Und dann das intellektuelle Feld: Hier wurde konzeptuell vermittelt, warum die Frage der Landverteilung, die Frage nach Autonomie und kulturellen Rechten, die Frage der Bildung verarmter Bevölkerungsteile und die Frage politischer Organisierung und Repräsentation nicht nur im mexikanischen Bundesstaat Chiapas zu stellen sind. Auch in Mexiko leben mittlerweile drei Viertel der Bevölkerung in Städten, auch aus deren objektiven Lage ergeben sich nicht notwendiger Weise Gemeinsamkeiten mit ihren bäuerlichen Landsleuten. Und dennoch geht es um universelle Fragen.

Die Feministin Silvia Federici etwa beschrieb den zapatistischen Widerstand gegen die Aufhebung der verfassungsmäßigen Garantie von Gemeindeland als Auftakt für eine Auseinandersetzung um „commons“ (in etwa: „das, was allen gehört“) in der radikalen Linken.

Der Literaturwissenschaftler und Theoretiker der Dekolonisierung, Walter Mignolo, bescheinigte den Zapatistas einen „epistemischen Bruch“, d.h. einen grundsätzlichen Wandel herbeigeführt zu haben in der Art und Weise, wie Politik zu denken ist.
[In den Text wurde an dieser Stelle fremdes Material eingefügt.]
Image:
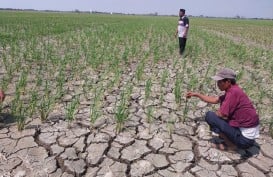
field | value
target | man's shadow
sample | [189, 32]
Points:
[244, 153]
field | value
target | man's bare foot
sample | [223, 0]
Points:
[223, 147]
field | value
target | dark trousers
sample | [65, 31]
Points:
[219, 125]
[182, 44]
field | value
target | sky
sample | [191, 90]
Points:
[215, 8]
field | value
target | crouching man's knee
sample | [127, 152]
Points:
[210, 115]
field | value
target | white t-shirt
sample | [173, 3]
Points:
[251, 133]
[183, 24]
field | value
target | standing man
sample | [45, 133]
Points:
[237, 121]
[182, 30]
[2, 95]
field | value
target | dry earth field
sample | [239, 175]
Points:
[103, 95]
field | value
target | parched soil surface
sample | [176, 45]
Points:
[161, 148]
[164, 147]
Michael Hardt und Antonio Negri, die Autoren der viel diskutierten Bücher „Empire“ und „Multitude“ haben die zapatistische Praxis als Beispiel für ihr Konzept der (nicht-staatlichen) „konstituierenden Macht“ aufgeführt.

Und der marxistische Philosoph Étienne Balibar beschrieb die zapatistischen Forderungen als prototypisch für jene nach dem „Recht auf Rechte“, das Marginalisierte in aller Welt mehr und mehr formulieren würden. In Philosophie, Politikwissenschaft, Soziologie, soziale Bewegungsforschung und andere Wissensproduktionen, das soll damit gesagt sein, intervenierten die Zapatistas also nicht nur als (passiv beforschter) Gegenstand, sondern auch als Inhalte generierende Kraft. Das ist nur ein kleiner, eben vermittelnder Teil zapatistischer Politik und wie er zu den Kräften steht, die in Chiapas Hunderttausende jenseits staatlicher Strukturen mit Nahrung, Bildung, Infrastruktur versorgen, die Frage soll an dieser Stelle gar nicht aufgeworfen werden.

Schließlich, vor lauter Faszination dürfen natürlich auch die potenziellen Sackgassen und Fallstricke nicht vergessen werden, die bei voll gegen das staatspolitische System ausgerichteten Strategien immer lauern. Weniger als Vereinnahmung also Regionalismus oder gar Isolation.

Aber das sind beileibe nicht die Probleme, an die anlässlich des zwanzigsten Jahrestages des Aufstands, der auf Anraten der Chase Manhattan Bank sofort hätte vernichtet werden sollen und der seitdem von einem Drittel der mexikanischen Bundesarmee umstellt ist, zu gemahnen ist. Ich denke, man kann sicher sein, dass eine politische Beschwörungsformel von hier aus – von den zapatistischen Gebieten in Mexiko und in aller Welt – auch in den kommenden Jahren tagtäglich umgesetzt wird: „¡La lucha sigue!“, „Der Kampf geht weiter!“ Und das ist, solange es Armut, Rassismus und Neoliberalismus gibt, gut so.